Pourtant, on aurait pu s’attendre à ce que le rapport parlementaire sur Outreau suscite un réel débat sur de nombreuses questions relatives à la justice et à l’état de la société : la question de la séparation des carrières (mon article du 7 juin) ; ce qu’il convient d’entendre par responsabilité des magistrats (mon article du 28 juin) ; la manière dont les citoyens sont traités par l’Etat, dont la justice n’est qu’une composante, et les administrations en général (mon article du 9 mai) ; la question des "experts" et de la valeur scientifique de leurs avis ; le ministère d’avocat et l’aide juridictionnelle ; l’état de l’ensemble de la justice française, administrative comprise (mon article du 25 juin), et européenne (mon article du 28 juin) ; le décret du 1er août modifiant le Code de Justice Administrative (mon article du 4 août)... Et, plutôt qu’un mini-débat sur l’indépendance des juges par rapport à des justiciables sans fortune ni "relations", il conviendrait d’aborder globalement la question de l’indépendance de l’Etat et des responsables publics par rapport à toutes sortes de pouvoirs de fait et de réseaux (mon article du 1er août), ayant en vue notamment les incompatibilités, la séparation des carrières et la transparence.

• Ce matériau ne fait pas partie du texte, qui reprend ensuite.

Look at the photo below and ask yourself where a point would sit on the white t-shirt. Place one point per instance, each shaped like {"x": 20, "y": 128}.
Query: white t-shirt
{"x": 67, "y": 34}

Quelles que soient les options politiques des parlementaires chargés de l’enquête sur l’affaire d’Outreau, et les opinions de chacun d’entre nous, le rapport public des députés aurait mérité, et mérite toujours, un approfondissement et un élargissement du débat à partir de leurs constatations, au lieu du silence et des attitudes réductrices auxquels il s’est heurté jusqu’à présent.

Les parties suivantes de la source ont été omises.